I’ll just say it at the very beginning; if you don’t backup, do it — today!
Everybody knows how important it is to backup your data, but most people actually don’t do it. According to Apple, only 4 % maintain proper backups.
I’ll try and give you easy-to-understand-and-follow tips here. Things that you actually can use. This will be a series of articles about backup.
Today we’ll start with… …starting. Get us going.
First of all let’s start with the most important things, that won’t cost you too much:
Backup you pictures
There is probably nothing you’ll miss more after a devastating fire or theft than you pictures. You’ll easily live without your couch, your TV (yes, you can ;-)) and your cutlery. Your insurance company will replace it for you! Your silverware is probably a bit worse, esp. if it has been in you family for generations. But most important is your pictures; it’s your memories!
How do you backup fast and inexpensively? With a DVD or a CD burner. If you have a DVD burner, use DVDs, as they provide more storage space, and they’re mostly less inexpensive than CDs when comparing cost/megabyte. If you use re-writable DVDs, you can re-use your DVDs (same goes for CDs).
If you can fit everything on a single DVD
If you can fit everything on a single DVD, it’s very easy; just burn (= record) it, and you have a complete backup! The next thing to do, is to store it outside your home. If you have somewhere to lock it up at work, do so. If you have a box in you local bank, nothing will be safer. Or at your parents’. Just make sure it’s not too far from room temperature and dry.
The next thing to do is to do it again. How often will depend on how often you add photos or change your pictures. I would make a new backup as soon as you add something important to your library, which normally means every time you adds something… Just burn a new DVD, and store it with the first one. When you have 5 DVDs you can start re-using them, if you us re-writable DVDs.
If you can fit everything on a few DVDs
Very often DVD recorders come with good programs, such as Easy Media Creation Suite (Windows) or Toast (Mac). There are many more good programs for both Mac, Windows and Linux, these are just good examples.
What’s nice about these programs, is that they enable you to span backups across several DVDs or CDs! That means that if your total amount of data exceeds the size of a single disk, the program will split them for you, without you having to do anything but changing the disks. Nice :-) And the next time you want to make a backup, the program will only backup the files that have been changed or added, saving you a lot of time!
When using this options, you can can easily make a backup of your entire My documents folder (Windows) or the Home folder in your Mac or Linux system. But DO exclude videos, if you have a large video collections, otherwise you’ll spend an eternity swapping disks! If you have a few tenths of gigabytes of movies or more, DVDs are not suitable.

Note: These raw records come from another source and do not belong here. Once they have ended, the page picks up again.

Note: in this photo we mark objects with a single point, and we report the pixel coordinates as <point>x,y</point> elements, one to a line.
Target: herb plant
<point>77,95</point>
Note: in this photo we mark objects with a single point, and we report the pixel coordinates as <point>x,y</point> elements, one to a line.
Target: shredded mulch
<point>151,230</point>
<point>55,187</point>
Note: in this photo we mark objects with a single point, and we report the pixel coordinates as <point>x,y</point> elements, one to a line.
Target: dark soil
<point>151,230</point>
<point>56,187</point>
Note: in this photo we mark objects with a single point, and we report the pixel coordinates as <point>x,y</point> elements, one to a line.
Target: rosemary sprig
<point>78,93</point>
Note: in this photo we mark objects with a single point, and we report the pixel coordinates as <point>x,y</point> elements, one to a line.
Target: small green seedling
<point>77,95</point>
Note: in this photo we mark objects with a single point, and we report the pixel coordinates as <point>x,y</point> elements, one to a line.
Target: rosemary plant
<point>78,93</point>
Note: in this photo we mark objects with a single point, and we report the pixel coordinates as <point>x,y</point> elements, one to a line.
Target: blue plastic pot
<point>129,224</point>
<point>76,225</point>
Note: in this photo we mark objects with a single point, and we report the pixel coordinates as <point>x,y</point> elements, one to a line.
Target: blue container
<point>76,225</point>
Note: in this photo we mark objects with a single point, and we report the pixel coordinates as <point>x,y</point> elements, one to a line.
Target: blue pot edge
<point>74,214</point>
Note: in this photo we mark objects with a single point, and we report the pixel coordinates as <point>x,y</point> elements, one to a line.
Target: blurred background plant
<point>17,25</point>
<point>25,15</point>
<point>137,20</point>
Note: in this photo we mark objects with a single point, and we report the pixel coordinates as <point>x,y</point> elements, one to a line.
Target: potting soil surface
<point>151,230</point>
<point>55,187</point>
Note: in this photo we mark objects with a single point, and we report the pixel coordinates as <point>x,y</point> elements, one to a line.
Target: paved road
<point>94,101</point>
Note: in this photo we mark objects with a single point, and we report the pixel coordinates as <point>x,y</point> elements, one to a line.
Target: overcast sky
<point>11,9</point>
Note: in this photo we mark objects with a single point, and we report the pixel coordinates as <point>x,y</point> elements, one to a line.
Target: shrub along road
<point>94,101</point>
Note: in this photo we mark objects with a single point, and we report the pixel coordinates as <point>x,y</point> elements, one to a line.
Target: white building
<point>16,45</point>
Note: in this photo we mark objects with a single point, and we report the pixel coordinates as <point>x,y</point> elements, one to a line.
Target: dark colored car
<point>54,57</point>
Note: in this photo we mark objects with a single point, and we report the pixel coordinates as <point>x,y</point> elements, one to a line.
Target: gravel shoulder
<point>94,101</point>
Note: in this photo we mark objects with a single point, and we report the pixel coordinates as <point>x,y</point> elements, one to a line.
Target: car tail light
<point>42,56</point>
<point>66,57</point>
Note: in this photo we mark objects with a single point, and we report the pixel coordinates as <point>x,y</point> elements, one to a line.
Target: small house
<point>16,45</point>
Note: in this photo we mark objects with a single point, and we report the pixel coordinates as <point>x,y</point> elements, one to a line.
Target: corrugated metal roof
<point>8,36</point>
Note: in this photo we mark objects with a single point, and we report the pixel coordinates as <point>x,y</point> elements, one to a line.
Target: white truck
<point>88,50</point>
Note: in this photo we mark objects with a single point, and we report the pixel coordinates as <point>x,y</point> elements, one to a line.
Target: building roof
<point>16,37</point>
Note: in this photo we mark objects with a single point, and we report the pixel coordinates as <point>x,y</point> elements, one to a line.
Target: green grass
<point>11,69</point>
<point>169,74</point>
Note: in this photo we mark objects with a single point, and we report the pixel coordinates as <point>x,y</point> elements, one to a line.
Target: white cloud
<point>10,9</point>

If you can’t fit everything on a few DVD
Then it’s time for an external hard drive… We’ll talk more about this option later in this series, as this option also have a lot of other possibilities and implications as well.
If you use a mail applications, you’ll want to make a backup of your mail. If you use something like Gmail or Hotmail, Google and Microsoft (respectively) will make a backup for you. Use the help function in your mail program to show you where your mail is located. It should reside inside your My documents folder (Windows) or the Home folder in your Mac or Linux system. If it doesn’t you should move it there, and again consult the help function in your mail program. Mac and Linux users rarely have to consider this.
You’ll also want to make a backup of your other documents, such as letters, invitations, all your spreadsheets and text documents. These should be located inside your My documents folder if you use Windows, and Mac- and Linux users should store all documents inside their users Documents folder.
What NOT to backup
It’s important to know what to backup, but it is equally important to know what NOT to backup, otherwise you’ll spend your life swapping DVDs. I promise you, it’s only fun the first 250 times you swap…
If you use Windows or Linux, making backups of you applications is actually futile, as the most probably won’t work when you try to copy them back (also called “restore”). On a Mac it will almost always work, but make sure you make it a separate backup cycle, as applications tend to take a lot of space. On any operating system you might as well re-install everything from scratch — you don’t have to do that on Macs, but you’ll save yourself the trouble of swapping DVDs.
When you backup your home folder on Linux or Mac, you will also retain all preferences in your programs, but on Windows you’ll have to expect to spend some time after you’ve re-installed your software on setting your preferences.
As earlier mentioned, DON’T backup a large movie collection in the same backup as the rest, rather do that separately.
Don’t backup your system on DVDs, as you can re-install it from CDs or DVDs (you should keep those disks when you purchase your system or download it, you know ;-)).
One final word on backup applications… Check places like Versiontracker for software that meets your needs, and read the users comments on the software, as it can aid you in finding the right application for you. You’ll want the right application, not necessarily the cheapest application, and your don’t want to pay for features you don’t need.
Next time we’ll discuss using hard disks for backup.
But start backing up today, it’s easy!